Tumor tissues (about 20mg) of mice cryopreserved with liquid nitrogen were removed, thawed on ice, and 200. mu.L of RIPA lysate (containing protease inhibitor and phosphatase inhibitor) was added to cut the tissue pieces into small pieces with tissue scissors on ice. And (3) fully cracking the tissue blocks by using ice ultrasound (Apml 45%), stopping ultrasound when no tissue blocks are visible to the naked eyes, centrifuging at the temperature of 4 ℃ and the speed of 15000rpm for 15-20min, taking supernatant into a new centrifuge tube, quantifying BCA, and carrying out subsequent experiments by using the Western blot as described above.

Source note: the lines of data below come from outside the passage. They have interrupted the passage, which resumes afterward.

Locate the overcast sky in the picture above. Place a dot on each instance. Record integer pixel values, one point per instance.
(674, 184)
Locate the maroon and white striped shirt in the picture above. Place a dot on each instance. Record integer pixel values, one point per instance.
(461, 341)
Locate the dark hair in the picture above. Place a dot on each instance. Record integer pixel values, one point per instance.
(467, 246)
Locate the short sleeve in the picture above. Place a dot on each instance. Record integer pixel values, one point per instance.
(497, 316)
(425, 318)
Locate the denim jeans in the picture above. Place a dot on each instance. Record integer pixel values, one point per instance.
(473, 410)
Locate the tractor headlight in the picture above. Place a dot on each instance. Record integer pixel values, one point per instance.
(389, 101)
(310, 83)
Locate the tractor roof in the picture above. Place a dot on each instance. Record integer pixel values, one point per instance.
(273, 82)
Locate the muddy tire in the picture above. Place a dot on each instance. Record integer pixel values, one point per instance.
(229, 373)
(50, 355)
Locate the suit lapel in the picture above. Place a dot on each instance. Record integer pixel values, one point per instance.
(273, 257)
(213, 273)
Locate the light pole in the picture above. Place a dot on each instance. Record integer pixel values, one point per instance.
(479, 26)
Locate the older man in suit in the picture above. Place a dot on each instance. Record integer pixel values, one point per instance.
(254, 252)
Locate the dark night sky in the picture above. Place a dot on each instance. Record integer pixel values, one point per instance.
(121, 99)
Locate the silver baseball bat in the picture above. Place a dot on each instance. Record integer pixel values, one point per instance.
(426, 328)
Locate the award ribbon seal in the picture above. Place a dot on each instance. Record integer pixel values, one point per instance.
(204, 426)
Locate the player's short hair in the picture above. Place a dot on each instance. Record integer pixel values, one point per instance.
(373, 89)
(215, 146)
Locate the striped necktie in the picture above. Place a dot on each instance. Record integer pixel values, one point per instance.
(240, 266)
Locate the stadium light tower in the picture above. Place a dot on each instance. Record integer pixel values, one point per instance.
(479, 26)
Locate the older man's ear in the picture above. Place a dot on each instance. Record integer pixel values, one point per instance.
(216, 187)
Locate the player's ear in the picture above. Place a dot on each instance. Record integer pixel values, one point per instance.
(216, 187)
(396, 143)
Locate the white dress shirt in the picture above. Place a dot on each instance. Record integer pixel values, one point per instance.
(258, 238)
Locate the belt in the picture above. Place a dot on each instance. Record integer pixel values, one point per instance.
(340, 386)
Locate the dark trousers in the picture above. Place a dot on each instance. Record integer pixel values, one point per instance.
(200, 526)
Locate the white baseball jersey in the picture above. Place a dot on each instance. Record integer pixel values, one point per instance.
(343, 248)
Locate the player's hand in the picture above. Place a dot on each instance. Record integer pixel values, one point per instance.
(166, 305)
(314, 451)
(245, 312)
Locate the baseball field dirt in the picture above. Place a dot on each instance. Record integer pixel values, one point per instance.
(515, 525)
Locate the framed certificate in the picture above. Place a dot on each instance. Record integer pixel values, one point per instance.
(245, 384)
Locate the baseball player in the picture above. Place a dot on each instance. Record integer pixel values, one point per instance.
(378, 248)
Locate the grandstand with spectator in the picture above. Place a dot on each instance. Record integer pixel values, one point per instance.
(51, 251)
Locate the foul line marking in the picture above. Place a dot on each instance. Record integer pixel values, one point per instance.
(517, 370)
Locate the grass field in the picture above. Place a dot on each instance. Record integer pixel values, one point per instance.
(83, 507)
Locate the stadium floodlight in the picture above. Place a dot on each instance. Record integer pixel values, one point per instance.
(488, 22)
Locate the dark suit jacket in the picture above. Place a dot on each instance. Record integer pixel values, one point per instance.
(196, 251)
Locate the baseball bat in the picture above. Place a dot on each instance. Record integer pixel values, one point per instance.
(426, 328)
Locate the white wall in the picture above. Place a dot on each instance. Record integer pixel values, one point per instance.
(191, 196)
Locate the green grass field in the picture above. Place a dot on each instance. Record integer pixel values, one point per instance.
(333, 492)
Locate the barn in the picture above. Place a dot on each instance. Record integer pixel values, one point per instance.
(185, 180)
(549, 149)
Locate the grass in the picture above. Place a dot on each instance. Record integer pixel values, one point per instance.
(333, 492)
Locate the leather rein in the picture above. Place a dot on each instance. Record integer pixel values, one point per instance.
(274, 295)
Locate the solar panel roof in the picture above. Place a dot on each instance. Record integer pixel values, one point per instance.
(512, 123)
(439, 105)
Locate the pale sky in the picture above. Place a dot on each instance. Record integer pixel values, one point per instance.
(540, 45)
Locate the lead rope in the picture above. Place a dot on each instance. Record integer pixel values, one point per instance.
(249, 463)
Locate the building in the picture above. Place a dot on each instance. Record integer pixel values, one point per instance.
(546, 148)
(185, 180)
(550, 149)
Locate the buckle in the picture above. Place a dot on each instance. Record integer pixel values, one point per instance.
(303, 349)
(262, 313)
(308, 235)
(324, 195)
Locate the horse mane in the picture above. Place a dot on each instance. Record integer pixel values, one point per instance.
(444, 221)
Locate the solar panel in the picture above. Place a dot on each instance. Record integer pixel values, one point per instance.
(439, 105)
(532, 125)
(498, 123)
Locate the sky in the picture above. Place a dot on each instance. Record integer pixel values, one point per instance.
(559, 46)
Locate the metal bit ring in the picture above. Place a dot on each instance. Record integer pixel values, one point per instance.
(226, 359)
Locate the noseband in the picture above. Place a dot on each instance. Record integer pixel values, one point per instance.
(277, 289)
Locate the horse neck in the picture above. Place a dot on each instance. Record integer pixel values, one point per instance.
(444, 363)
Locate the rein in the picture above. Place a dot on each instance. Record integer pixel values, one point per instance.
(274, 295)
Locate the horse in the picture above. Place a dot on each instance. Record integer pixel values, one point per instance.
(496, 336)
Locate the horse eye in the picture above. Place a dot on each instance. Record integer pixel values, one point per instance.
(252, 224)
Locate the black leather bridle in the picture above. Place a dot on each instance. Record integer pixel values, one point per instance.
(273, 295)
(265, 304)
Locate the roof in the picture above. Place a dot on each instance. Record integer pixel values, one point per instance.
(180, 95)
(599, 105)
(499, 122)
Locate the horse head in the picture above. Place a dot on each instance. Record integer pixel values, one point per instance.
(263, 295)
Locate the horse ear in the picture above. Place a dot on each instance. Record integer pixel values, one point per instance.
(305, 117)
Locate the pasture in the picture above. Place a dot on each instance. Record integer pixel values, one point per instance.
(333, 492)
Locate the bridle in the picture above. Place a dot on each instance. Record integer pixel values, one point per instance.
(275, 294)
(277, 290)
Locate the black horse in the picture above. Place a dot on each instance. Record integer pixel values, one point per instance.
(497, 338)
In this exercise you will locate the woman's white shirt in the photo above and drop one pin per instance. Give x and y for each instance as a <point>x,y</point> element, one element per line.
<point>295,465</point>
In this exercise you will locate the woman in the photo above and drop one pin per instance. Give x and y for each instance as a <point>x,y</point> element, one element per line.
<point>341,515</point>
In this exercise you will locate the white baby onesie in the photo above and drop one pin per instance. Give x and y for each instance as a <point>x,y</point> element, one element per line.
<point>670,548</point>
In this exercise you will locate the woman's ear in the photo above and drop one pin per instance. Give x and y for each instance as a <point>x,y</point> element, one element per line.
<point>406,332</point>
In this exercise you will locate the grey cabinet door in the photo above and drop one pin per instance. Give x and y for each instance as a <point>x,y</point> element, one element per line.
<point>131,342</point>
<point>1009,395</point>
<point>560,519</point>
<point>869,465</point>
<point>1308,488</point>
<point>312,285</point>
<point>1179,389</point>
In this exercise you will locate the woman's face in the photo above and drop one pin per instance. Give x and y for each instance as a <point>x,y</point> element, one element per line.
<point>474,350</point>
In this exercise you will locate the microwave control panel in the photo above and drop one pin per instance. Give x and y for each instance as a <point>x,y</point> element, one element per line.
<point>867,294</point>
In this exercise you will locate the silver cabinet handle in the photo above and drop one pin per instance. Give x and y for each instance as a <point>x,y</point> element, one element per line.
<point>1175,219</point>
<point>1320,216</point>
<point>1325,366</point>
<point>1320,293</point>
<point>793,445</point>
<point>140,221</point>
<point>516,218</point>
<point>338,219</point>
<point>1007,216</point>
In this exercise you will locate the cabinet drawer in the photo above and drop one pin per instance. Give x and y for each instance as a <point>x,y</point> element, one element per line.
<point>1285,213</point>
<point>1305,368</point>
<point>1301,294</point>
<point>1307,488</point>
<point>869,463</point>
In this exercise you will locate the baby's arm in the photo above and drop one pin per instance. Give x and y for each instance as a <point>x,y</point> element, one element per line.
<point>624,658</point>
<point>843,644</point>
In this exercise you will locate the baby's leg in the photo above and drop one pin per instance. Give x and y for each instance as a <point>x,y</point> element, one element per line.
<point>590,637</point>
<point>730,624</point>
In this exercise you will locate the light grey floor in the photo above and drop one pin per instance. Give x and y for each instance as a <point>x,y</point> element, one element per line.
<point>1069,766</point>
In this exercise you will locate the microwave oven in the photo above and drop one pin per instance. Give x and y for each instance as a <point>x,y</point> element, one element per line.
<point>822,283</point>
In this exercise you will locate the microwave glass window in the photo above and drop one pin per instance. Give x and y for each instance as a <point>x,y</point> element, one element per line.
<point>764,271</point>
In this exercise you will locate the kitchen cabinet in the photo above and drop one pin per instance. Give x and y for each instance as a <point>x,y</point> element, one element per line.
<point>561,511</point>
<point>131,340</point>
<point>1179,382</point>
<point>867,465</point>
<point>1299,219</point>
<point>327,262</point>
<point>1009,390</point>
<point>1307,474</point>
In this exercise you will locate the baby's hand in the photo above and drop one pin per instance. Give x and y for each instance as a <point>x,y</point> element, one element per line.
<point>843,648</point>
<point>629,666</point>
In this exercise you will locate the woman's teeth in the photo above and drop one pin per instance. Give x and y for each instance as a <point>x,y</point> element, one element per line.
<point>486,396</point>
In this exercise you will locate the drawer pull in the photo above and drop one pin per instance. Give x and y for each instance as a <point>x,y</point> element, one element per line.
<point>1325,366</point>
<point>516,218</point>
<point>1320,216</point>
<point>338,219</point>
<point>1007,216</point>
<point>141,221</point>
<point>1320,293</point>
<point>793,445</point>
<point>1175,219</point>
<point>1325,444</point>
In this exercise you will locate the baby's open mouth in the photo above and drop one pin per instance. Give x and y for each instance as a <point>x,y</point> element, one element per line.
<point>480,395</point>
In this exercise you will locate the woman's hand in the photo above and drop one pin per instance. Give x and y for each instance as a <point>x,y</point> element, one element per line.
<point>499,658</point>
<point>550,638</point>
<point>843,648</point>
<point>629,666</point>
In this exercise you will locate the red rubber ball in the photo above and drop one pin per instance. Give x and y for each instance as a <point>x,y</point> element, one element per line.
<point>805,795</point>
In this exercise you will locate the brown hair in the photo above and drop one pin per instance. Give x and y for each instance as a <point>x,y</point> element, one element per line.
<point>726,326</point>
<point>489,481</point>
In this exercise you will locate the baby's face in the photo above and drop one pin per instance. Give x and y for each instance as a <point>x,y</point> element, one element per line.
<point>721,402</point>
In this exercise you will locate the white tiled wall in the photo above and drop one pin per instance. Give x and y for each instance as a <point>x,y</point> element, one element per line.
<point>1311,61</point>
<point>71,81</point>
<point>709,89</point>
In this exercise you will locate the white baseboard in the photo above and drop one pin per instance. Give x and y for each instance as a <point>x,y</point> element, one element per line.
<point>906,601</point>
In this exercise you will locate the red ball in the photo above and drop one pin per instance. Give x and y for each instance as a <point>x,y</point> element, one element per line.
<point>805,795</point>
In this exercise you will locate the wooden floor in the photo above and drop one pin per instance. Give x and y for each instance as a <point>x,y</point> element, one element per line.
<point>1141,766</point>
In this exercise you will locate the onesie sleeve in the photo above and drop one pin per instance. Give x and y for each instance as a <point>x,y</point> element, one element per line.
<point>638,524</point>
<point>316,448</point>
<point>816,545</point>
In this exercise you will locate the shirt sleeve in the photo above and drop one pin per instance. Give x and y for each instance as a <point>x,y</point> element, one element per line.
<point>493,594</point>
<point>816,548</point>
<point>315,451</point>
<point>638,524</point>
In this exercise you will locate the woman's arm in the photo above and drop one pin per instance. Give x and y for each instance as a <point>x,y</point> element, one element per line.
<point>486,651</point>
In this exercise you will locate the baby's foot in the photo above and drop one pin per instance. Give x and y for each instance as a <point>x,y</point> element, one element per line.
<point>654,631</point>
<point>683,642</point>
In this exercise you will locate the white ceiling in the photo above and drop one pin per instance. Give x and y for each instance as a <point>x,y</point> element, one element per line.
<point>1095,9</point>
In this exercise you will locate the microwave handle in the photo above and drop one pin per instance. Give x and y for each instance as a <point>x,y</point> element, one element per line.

(3) Results of the experiment

Experimental results as shown in fig. 5, fig. (5A) shows that compound 23 is also able to inhibit phosphorylation of STAT3(pY705) and protein expression of its target gene in mouse in vivo experiments; FIG. 5B is a HE diagram showing the tumor exfoliated in groups of nude mice, showing significant increase in tumor tissue space and cell arrangement disorder in the group to which compound 23 was administered; FIG. 5C is a HE chart of heart, liver, spleen, lung and kidney peeled from each group of nude mice, showing that the cell arrangement distribution, shape and the like of each tissue are not significantly different among the groups.

It should be noted that the above embodiments are only used for illustrating the technical solutions of the present invention, and not for limiting the scope of the present invention, and that those skilled in the art can make other variations or modifications based on the above description and ideas, and all embodiments need not be exhaustive. Any modification, equivalent replacement, and improvement made within the spirit and principle of the present invention should be included in the protection scope of the claims of the present invention.